La deuda pública bruta, estimada en torno al 58 % del PIB, podría mantenerse estable solo si no ocurren shocks externos. Un evento climático severo, común en el Caribe, podría obligar a gasto extraordinario y elevar la relación deuda-PIB más allá de los niveles considerados sostenibles por los inversores.

Volatilidad cambiaria y decisiones de política monetaria

La volatilidad actual del 12,98 %, superior al promedio de referencia del 11,17 %, indica que el mercado cambiario ya opera con mayor inestabilidad. Las decisiones simultáneas del Banco Central dominicano y la Reserva Federal generan un margen estrecho para la política local. Una reducción agresiva de tasas en República Dominicana para estimular la demanda interna podría acelerar la salida de capitales y presionar aún más el tipo de cambio.

Por otro lado, mantener tasas altas para defender el peso encarecería el crédito interno y frenaría la inversión productiva que UBS considera necesaria para alcanzar el crecimiento proyectado. Esta disyuntiva limita el margen de maniobra de las autoridades monetarias.

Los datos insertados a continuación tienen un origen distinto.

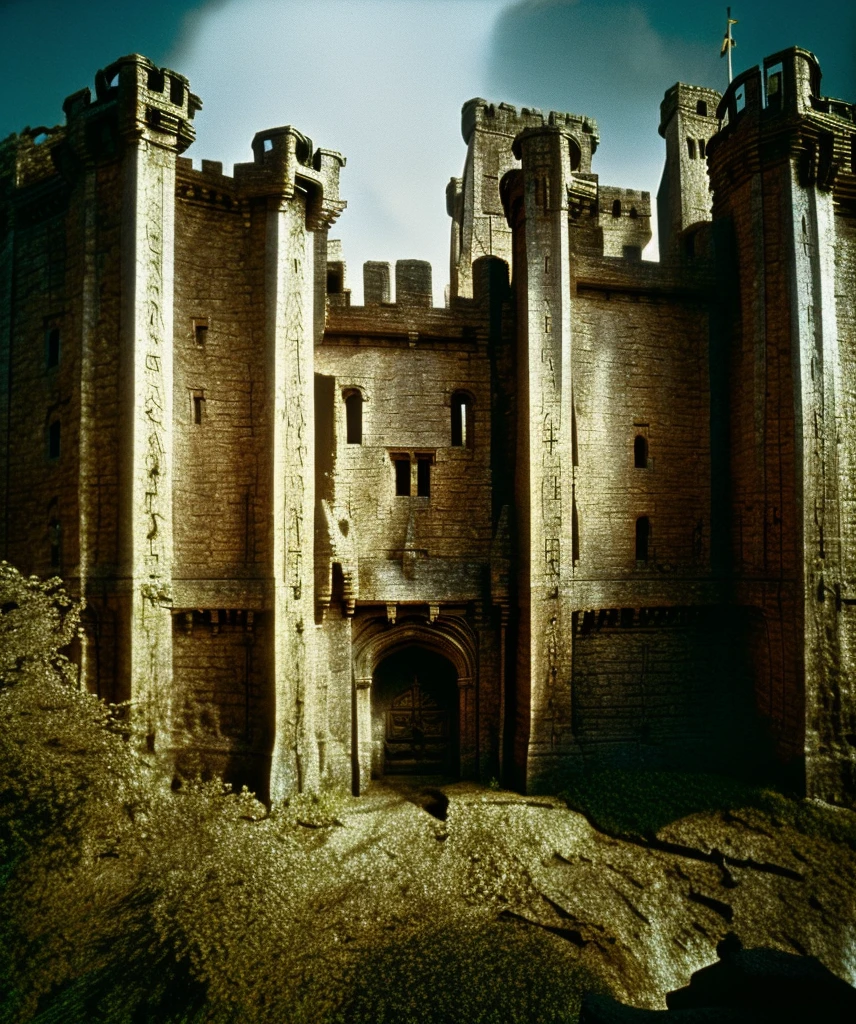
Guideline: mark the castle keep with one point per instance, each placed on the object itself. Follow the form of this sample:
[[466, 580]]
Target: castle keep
[[594, 511]]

Inversión extranjera y sectores estratégicos

La inversión extranjera directa estimada entre 3,5 % y 4 % del PIB se concentra en turismo, comercio, industria, energía e inmobiliario. Un entorno de depreciación controlada puede resultar atractivo para inversores que buscan activos en moneda local devaluada. No obstante, la misma volatilidad puede disuadir proyectos de largo plazo que requieren estabilidad cambiaria para calcular retornos en dólares.

Si los desafíos de gobernabilidad o eventos climáticos se materializan, los flujos de capital podrían desviarse hacia economías con marcos regulatorios más predecibles. Esto afectaría especialmente al sector energético, donde los contratos suelen estar denominados en dólares y cualquier retraso en pagos locales genera tensiones contractuales.

Incertidumbres externas y escenarios alternativos

El informe de UBS mantiene una visión optimista, pero advierte sobre riesgos típicos de mercados emergentes. Un fortalecimiento inesperado del dólar global hacia finales de 2026, combinado con menor dinamismo en Estados Unidos, podría reducir tanto el turismo como las remesas simultáneamente. En ese escenario, el déficit por cuenta corriente superaría fácilmente el 2,5 % del PIB, obligando al Banco Central a intervenir con reservas internacionales.

La estabilidad política y las políticas pro-mercado se mencionan como soportes del crecimiento. Sin embargo, cualquier cambio en el equilibrio legislativo tras las próximas elecciones podría alterar el ritmo de ejecución del presupuesto suplementario y modificar las expectativas de los inversores. La combinación de factores internos y externos configura un panorama donde el crecimiento del 4 % no está garantizado y depende de la capacidad de respuesta ante choques que aún no se han materializado.